The Driving Forces Behind IoT
- 4 minutes read - 743 wordsEverybody in the software industry is talking about IoT in terms of billions of devices, their growth in coming years, changing business models, and adaptation of the IoT in the market. Connecting the things has become so prevalent nowadays, that every software company wants to expand in IoT by building IoT-centric products and services.
There are many industrial applications which connect to sensors and actuators, and can be controlled remotely. They have been around for a long time.

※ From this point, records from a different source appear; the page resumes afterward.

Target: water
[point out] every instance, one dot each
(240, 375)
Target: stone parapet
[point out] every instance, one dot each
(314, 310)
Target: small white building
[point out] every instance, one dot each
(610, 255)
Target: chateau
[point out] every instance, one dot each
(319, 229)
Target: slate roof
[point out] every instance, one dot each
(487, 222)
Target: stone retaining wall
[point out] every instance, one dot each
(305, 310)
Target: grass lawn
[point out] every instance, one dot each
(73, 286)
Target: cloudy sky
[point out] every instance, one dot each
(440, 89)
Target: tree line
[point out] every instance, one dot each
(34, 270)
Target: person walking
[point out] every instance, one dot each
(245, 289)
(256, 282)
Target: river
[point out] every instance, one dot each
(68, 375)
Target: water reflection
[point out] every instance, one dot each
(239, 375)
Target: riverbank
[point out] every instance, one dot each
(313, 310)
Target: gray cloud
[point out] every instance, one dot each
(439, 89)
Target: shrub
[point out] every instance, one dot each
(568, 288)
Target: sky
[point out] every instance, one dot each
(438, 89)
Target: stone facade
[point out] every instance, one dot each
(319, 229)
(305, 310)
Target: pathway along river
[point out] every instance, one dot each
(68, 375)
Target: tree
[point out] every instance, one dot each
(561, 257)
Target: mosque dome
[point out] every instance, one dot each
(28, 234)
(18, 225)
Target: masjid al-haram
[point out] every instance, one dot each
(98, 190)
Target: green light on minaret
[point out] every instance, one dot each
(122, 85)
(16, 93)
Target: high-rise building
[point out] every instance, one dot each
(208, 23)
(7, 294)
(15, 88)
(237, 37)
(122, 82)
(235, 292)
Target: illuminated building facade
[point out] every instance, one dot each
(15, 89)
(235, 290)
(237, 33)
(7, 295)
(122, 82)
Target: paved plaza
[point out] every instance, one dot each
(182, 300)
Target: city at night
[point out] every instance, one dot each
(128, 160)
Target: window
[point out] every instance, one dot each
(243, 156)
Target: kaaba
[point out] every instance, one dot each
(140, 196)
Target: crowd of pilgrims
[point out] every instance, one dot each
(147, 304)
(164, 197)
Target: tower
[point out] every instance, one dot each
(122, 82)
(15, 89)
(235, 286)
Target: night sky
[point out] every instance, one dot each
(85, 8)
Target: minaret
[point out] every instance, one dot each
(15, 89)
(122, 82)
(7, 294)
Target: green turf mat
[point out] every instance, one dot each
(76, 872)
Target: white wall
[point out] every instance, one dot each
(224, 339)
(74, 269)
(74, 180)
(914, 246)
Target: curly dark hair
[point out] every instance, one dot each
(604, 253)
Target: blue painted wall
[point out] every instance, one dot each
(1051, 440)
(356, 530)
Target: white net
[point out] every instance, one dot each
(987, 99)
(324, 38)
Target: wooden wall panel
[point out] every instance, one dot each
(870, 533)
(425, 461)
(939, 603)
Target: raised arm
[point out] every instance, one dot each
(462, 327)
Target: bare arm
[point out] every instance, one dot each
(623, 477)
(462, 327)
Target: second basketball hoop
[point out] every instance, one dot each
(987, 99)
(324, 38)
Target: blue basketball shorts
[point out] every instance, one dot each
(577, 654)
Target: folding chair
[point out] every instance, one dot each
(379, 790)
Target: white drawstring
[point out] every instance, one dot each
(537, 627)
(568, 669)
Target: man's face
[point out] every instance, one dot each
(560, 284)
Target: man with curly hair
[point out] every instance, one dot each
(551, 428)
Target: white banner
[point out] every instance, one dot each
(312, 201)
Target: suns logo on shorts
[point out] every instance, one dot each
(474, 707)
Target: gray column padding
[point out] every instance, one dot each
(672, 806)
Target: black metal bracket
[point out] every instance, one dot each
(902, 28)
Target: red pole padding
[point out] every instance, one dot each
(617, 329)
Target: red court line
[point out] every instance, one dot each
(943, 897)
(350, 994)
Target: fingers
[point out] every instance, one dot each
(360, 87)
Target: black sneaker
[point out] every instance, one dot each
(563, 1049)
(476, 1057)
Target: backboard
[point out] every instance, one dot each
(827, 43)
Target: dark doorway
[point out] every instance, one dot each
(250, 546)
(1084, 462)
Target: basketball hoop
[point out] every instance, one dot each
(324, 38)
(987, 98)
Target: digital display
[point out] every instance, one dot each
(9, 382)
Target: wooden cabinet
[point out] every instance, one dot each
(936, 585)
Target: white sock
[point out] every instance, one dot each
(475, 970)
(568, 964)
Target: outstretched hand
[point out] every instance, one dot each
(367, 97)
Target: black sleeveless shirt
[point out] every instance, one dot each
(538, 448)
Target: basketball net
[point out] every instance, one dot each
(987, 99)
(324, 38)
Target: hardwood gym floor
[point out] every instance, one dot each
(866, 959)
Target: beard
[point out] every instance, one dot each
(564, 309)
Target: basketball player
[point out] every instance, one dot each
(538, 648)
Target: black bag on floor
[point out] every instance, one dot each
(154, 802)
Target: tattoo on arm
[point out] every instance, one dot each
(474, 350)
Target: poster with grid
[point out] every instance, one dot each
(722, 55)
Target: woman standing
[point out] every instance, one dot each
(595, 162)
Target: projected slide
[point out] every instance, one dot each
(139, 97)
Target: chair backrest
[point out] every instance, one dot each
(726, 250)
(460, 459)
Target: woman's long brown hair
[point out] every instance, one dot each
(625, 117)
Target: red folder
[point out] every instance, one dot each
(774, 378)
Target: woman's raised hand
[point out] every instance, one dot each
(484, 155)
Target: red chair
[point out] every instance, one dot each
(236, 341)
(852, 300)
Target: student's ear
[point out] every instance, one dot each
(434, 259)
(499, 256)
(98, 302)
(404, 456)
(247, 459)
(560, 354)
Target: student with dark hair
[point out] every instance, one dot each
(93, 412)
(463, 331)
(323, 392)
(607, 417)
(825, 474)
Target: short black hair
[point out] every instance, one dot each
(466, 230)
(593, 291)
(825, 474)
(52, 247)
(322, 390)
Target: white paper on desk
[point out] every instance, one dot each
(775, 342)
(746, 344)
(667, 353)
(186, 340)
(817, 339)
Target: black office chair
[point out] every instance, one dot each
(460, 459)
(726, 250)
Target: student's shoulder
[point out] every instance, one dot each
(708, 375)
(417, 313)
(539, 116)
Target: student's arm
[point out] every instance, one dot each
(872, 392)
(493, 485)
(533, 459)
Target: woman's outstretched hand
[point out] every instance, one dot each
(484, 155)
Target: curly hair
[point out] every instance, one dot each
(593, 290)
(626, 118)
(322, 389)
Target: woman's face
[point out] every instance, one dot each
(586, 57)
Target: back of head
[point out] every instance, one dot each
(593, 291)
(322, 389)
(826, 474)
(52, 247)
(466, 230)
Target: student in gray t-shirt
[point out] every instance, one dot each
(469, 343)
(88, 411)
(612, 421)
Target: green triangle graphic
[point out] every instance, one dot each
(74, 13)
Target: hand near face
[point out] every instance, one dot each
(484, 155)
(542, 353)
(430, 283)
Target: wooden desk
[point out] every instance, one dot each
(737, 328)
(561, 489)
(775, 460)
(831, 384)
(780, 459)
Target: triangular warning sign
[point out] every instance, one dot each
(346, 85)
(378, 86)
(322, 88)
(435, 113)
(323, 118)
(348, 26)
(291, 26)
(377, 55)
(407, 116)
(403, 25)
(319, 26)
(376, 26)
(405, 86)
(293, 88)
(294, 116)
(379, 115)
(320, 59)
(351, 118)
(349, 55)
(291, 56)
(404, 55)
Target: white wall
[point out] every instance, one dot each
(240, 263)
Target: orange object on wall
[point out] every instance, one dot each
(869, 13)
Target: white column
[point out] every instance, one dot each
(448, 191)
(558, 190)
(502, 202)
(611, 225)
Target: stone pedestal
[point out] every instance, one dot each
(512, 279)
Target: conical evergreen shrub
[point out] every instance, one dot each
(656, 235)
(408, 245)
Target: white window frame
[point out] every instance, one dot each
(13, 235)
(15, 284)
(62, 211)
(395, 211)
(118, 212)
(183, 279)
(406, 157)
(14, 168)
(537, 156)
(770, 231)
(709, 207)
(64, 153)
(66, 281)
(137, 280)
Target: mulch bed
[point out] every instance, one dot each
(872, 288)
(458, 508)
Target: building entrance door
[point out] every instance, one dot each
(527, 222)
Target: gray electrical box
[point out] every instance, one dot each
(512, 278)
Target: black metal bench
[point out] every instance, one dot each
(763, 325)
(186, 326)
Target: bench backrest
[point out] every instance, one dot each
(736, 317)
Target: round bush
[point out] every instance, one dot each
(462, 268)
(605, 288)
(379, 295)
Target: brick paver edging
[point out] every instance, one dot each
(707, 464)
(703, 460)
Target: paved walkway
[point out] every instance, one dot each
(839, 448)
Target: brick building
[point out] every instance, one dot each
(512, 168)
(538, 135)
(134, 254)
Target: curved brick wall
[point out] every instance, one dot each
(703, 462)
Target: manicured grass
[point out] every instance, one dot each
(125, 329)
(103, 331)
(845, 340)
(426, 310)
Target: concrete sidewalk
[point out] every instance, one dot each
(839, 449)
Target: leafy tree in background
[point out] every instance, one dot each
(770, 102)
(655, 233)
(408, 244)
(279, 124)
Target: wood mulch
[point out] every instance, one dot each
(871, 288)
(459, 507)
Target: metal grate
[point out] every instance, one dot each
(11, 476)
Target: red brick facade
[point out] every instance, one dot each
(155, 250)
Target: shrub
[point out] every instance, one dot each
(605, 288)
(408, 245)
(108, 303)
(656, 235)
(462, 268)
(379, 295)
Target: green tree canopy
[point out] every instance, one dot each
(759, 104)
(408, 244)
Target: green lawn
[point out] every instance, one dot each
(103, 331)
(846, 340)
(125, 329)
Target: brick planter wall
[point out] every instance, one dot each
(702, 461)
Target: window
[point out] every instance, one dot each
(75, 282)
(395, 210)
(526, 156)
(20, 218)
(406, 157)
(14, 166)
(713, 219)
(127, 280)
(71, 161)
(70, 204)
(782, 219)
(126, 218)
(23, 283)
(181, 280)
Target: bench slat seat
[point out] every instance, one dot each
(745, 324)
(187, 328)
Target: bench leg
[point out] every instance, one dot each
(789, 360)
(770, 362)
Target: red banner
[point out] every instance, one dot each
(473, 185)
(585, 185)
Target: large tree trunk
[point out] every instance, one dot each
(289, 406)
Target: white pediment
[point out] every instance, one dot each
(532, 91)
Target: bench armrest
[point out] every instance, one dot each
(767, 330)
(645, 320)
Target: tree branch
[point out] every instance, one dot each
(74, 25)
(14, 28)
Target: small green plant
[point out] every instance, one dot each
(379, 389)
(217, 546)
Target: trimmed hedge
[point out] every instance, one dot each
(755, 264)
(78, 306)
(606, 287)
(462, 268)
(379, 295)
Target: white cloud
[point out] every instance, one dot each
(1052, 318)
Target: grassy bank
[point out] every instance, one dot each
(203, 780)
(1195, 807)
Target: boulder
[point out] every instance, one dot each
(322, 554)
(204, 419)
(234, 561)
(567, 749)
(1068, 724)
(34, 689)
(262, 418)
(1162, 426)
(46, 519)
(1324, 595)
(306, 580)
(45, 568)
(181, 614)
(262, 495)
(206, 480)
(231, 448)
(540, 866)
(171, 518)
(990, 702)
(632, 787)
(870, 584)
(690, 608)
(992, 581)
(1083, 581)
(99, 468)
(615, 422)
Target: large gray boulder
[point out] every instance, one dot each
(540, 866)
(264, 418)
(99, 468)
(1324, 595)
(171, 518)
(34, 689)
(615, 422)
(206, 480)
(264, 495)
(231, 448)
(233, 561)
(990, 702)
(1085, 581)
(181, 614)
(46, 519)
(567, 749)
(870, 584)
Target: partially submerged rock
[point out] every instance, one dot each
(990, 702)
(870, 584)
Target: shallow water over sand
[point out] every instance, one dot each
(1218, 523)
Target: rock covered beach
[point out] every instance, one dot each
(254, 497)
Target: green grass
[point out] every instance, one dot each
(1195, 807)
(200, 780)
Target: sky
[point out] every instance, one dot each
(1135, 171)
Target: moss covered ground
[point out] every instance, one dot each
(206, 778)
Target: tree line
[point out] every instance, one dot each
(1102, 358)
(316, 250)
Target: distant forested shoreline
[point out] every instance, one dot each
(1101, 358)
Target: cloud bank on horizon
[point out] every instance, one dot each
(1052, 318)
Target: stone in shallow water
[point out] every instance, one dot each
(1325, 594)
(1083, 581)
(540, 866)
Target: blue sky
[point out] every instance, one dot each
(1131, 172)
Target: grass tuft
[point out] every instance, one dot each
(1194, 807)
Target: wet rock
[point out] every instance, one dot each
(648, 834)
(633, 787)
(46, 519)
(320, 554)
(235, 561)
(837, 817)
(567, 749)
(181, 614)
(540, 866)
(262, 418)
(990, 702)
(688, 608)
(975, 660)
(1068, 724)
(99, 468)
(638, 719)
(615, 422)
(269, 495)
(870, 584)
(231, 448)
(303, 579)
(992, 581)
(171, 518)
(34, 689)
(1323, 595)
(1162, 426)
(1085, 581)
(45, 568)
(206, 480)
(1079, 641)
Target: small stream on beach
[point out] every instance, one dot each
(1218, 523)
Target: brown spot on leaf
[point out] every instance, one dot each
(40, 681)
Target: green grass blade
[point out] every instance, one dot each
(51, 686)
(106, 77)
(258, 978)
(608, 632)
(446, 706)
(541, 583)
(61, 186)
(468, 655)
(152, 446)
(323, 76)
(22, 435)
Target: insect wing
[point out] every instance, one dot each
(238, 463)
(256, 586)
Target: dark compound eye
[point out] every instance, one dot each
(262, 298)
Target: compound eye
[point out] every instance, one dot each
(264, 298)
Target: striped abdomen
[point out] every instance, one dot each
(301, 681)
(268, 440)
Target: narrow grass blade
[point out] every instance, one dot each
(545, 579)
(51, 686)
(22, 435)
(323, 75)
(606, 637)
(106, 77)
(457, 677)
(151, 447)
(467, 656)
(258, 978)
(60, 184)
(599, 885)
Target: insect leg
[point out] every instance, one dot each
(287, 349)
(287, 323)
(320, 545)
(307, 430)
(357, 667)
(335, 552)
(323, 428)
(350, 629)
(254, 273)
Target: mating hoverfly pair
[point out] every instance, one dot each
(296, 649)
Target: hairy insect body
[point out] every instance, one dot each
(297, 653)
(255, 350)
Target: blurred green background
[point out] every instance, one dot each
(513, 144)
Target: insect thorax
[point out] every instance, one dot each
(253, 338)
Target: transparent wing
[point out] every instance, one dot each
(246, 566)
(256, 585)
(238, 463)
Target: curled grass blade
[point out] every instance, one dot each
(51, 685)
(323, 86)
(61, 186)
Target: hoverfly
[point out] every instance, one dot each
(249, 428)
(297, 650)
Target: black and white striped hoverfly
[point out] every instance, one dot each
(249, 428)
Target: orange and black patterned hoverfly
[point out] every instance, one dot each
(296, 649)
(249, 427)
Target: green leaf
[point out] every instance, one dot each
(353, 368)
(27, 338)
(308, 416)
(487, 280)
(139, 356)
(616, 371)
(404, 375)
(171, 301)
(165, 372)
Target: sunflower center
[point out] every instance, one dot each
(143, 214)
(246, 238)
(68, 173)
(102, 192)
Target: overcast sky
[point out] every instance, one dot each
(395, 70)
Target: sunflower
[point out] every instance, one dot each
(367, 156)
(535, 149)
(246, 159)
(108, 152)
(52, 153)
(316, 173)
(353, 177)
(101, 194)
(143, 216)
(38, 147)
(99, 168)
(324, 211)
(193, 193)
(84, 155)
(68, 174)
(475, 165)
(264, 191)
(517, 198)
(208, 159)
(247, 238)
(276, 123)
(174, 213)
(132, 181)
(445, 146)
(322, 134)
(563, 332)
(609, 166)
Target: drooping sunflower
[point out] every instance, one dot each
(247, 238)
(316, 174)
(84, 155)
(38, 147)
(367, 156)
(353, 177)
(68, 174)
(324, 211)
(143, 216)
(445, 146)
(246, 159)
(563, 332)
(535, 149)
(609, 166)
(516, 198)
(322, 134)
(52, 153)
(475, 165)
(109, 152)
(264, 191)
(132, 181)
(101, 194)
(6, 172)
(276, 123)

Why Is There so Much Hype About IoT?
Yes, the connected things were already there, but with time, the technology used in connecting the things has been enhanced. IoT is about more than just connecting ordinary things and making them accessible remotely. The “Connected Things” becomes the “Internet of Things” when they are connected to people and their processes. Connected things produce huge amounts of data which can be monitored and visualized remotely, but in the IoT era, this data is analyzed to generate useful insights, build patterns, predict situations, prescribe solutions, and instruct ordinary things to make them self-optimizing.
The IoT is a package of:
- The things with the capability to sense and act.
- Communication protocols to connect the things.
- A platform to collect and store the data from the things, then analyze the data and instruct the connected things to perform optimally.
- A network to connect all the things with the platform.
- Interactive user interface to visualize the data and monitor/control/track the things.
Supporting Forces
The “Connected Things” of past was converted to the “Internet of Things” due to following supportive forces:
- Reliance on software: Software usage is increasing for making the hardware better. Software plays a critical role in a lot of mission critical applications. Many hardware vendors are building embedded software pieces which can be upgraded/enriched later, without really changing the hardware.
- Technology commoditization: Technology is reaching the hand of the common people. We are now living with technology, our basic devices such as phones, watches, tv, washing machines, shoes, etc. are getting smarter every day. Technology is becoming more affordable. Hardware is getting cheaper due to mass production and process enhancement.
- Connection everywhere: Network speed and coverage is increasing. The world is getting closer every day by connecting to the Internet. The Internet is getting cheaper and more accessible. Communication overhead is also getting reduced by using the better protocols, thus data access speed is also increasing.
- More data and more science: Necessity is the mother of invention. The focus on data analytics and science is increasing, as more data is getting generated. Data storage capacity is also increasing with time.
- Rapid development: Companies are investing in frameworks and platforms to build, deploy, and produce the software faster. Cloud services are getting cheaper and easily accessible.
- Increase the revenue by reducing the cost: Enterprises are targeting to increase revenue by reducing cost through predictive maintenance and the use of self-optimizing machines.
- Stay in the race: Based on the predictions of IoT growth by 2020 or so, everybody wants to stay in the race.
Obstacles for IoT Growth
- Lack of standards: Current IoT development is more consensus-based standards. Sets of companies come together and define their own standards, and this leads to the interoperability issues.
- Security tradeoff: IoT devices are smaller, less capable and may not perform well when high-security standards are required.
- Investment: A lot of companies are talking about IoT but very few are really investing. Most companies playing safe by waiting and watching.
- Huge ecosystem: IoT’s technical ecosystem is huge. It involves everything including hardware, network, protocol, software, data science, data storage, mobility, IoT platform, cloud infrastructure, maintenance and integration services. It is really difficult for companies to build such as a huge ecosystem. Companies need to partner with specialists and share their customers and revenue.
- Integration to existing infrastructure: Integrating the IoT tech stack to traditional communication infrastructure is challenging. For example connecting over HTTPS, SSL, SOAP, RDBMS, SFTP for CRM, ERP, ECM portal.
Conclusion
IoT is not new; it has been there for a long time. The “Connected Things/M2M" of the past is today’s IoT with a new set of communication protocols, improved hardware, better data collection, and analytics capability with nice visualization to monitor and interact with IoT devices. There are a lot of forces to keep IoT growing in future, but there are some obstacles too, which need to be crossed by the IoT solution providers.